Between August 2012 and December 2021, 36 patients with Grade 3 ICI hepatotoxicity were identified. Most (23; 64%) had metastatic melanoma. Thirteen received anti-CTLA-4/PD-1, 18 received anti-PD-1 or anti-PD-L1, and five received anti-CTLA-4 monotherapy. All patients initially received corticosteroids (1–2 mg/kg/day prednisone equivalent). Figure 1 shows response to corticosteroids and sequence of additional IST. Eighteen patients (50%) were poor corticosteroid responders, either steroid-refractory (four; 11%) or steroid-resistant (14; 39%). Age, sex, liver metastases, prior ICI exposure, or peak ALT did not predict steroid response, although poor responders were more likely to have been treated with combination anti-CTLA-4/PD-1 (10 [55%] of poor responders versus three [17%] of responders; p=0.04). Thirteen received steroid dose escalation (up to 2 mg/kg/day), with response in eight. Overall, 12 patients (66%) required treatment with mycophenolate (MMF) as second-line IST. Five were transitioned directly to MMF, and seven after failure of steroid escalation. Four (33%; 11% of total cohort) did not respond to MMF and required third-line IST (tacrolimus). Age, sex, liver metastases, prior ICI exposure, or peak ALT did not predict need for second- or third-line IST. ALT normalised in all, after median 14 days (range: 3–142 days). Total time on IST was shorter in steroid responders than poor responders (medians of 45 days [range: 9–177 days] and 104 days [range: 30–371 days], respectively; p<0.01). Amongst patients with poor response to initial corticosteroids, there was no difference in peak ALT or time to normalisation of ALT between patients treated with steroid escalation relative to MMF. The MMF group showed numerical trends towards shorter duration of corticosteroids (medians of 61 days [range: 32–86 days] and 97 days [range: 21–275 days], respectively) and reduced need for additional lines of IST (one patient [20%] versus seven [54%]), although not reaching statistical significance in this small cohort. Steroid-related adverse events occurred in two patients (vertebral fracture; hyperglycaemia); both were poor steroid responders treated with steroid escalation. Over median follow-up of 14.1 months (range: 2.3–81.5 months), 14 patients died. Ten patients were rechallenged with ICI, and none developed recurrent hepatotoxicity. No patients died of complications of hepatotoxicity.

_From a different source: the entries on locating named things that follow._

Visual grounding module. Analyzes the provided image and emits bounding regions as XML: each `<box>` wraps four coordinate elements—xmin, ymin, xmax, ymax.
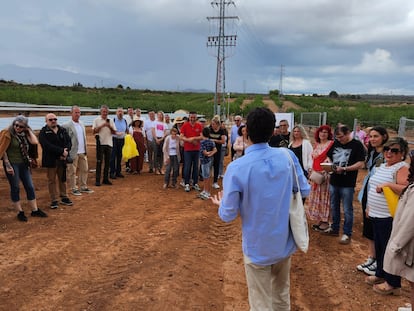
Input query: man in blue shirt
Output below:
<box><xmin>230</xmin><ymin>116</ymin><xmax>243</xmax><ymax>159</ymax></box>
<box><xmin>212</xmin><ymin>108</ymin><xmax>310</xmax><ymax>310</ymax></box>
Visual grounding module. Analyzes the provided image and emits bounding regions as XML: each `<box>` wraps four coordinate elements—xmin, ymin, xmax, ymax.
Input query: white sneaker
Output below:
<box><xmin>363</xmin><ymin>261</ymin><xmax>377</xmax><ymax>275</ymax></box>
<box><xmin>197</xmin><ymin>190</ymin><xmax>206</xmax><ymax>198</ymax></box>
<box><xmin>398</xmin><ymin>303</ymin><xmax>412</xmax><ymax>311</ymax></box>
<box><xmin>357</xmin><ymin>257</ymin><xmax>375</xmax><ymax>271</ymax></box>
<box><xmin>339</xmin><ymin>234</ymin><xmax>351</xmax><ymax>245</ymax></box>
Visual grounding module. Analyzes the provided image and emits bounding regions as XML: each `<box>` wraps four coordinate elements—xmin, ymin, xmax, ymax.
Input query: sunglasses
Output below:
<box><xmin>382</xmin><ymin>146</ymin><xmax>401</xmax><ymax>153</ymax></box>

Poor steroid response is common in patients with severe ICI hepatotoxicity. Earlier introduction of second-line IST (MMF) may be associated with equivalent outcomes to steroid escalation and reduce total time on IST. Tacrolimus is effective as third-line therapy, if required. These results will assist development of treatment algorithms for severe ICI hepatotoxicity, for further prospective evaluation.